É claro que o autor do livro não cometeu este erro de sacanagem, mas muito provavelmente por preguiça mental. Ele achou que a expressão se escrevia daquela maneira e fez uma série de suposições até encontrar uma que parecia explicar a origem da expressão, dentro dos conhecimentos que ele tinha da língua inglesa. Não foi ler a respeito, não foi verificar em dicionários, comparar, não foi sequer perguntar a opinião de um professor de inglês.

Como eu aqui, fazendo suposições a respeito do processo mental do sujeito sem ter sequer falado com ele.

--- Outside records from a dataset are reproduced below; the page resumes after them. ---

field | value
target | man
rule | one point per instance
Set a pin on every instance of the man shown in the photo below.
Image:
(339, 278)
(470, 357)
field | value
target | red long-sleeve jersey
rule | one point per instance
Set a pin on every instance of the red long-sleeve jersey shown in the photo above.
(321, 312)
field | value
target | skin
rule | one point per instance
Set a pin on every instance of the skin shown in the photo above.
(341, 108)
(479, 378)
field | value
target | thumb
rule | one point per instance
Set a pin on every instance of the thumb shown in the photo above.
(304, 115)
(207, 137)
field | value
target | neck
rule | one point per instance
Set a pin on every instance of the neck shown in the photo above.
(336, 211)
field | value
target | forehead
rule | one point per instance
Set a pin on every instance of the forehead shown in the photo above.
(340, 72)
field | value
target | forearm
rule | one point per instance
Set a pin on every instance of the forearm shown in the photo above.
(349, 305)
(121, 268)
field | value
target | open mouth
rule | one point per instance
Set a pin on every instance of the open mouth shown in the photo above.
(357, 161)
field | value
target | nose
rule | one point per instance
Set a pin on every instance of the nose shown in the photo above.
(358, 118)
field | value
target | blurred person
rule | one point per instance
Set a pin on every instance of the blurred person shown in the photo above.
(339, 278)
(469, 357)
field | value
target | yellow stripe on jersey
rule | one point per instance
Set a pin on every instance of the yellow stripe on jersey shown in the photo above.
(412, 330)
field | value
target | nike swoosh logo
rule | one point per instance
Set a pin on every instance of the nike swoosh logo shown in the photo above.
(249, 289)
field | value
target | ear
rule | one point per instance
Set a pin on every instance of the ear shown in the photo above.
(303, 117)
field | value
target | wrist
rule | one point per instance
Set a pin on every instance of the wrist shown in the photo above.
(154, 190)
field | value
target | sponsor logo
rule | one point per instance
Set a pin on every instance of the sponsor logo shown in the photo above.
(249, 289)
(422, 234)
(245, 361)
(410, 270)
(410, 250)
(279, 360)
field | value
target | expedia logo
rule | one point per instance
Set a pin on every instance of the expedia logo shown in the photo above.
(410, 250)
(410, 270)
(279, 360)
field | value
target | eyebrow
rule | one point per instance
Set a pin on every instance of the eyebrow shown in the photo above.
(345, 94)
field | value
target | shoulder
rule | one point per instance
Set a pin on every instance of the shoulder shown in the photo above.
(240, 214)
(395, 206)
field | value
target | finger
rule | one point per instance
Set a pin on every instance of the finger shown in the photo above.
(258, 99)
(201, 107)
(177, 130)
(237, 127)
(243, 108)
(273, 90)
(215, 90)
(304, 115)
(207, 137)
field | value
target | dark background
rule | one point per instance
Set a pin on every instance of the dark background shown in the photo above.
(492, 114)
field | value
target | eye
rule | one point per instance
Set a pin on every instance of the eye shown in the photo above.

A diferença, eu acredito que ao meu favor, é que ele publicou as suposições dele como se fossem verdade, sem qualquer dúvida ou relativização, na capa, no título do livro, e pior: com uma explicação completamente falsa na introdução.

E aí eu chego a um ponto que me interessa: eu tenho, sim, um certo fetiche em relação à palavra escrita, e principalmente quando ela é publicada em livro - e acho que todos nós temos este fetiche, ou não estaríamos aqui discutindo se, afinal, ler é descobrir. Eu acho que escrever um livro é uma responsabilidade muito grande, que não pode ser feita sem um considerável grau de certeza em relação ao que está escrito, seja ficção ou não ficção. Eu já falei mais de uma vez que eu faço cinema porque não sei escrever bem o suficiente pra fazer literatura. Mas talvez o verdadeiro motivo seja outro: não a qualidade, mas o rigor.

É claro que a questão da responsabilidade sobre os limites entre o verdadeiro e o inventado, entre o registro e a manipulação, se torna ainda mais complexa nos produtos audiovisuais, com os quais eu trabalho, e especificamente em produtos como os telejornais, que a grande maioria do público supõe serem "a verdade", e por critérios bastante concretos: "não, eu sei que isso aconteceu assim, ninguém me contou, eu vi na televisão". Mas isso - o critério de verdade nos produtos audovisuais - é outra história.

O que eu me propus a questionar aqui, com essa pequena provocação, é o critério de verdade na linguagem escrita, e especificamente nos livros, que todos nós aprendemos a respeitar como a nossa principal forma de descobrir o mundo. Talvez a gente deva lembrar também que, sem o espírito crítico associado, que pode inclusive ser desenvolvido pela leitura, mas que não é um característica de qualquer leitura, feita por qualquer indivíduo em qualquer situação - sem este espírito crítico, ler muitas vezes pode ser encobrir.

Até porque, como disse o geneticista sueco Olaf Grünberg, "escreveu, não leu, o pau comeu".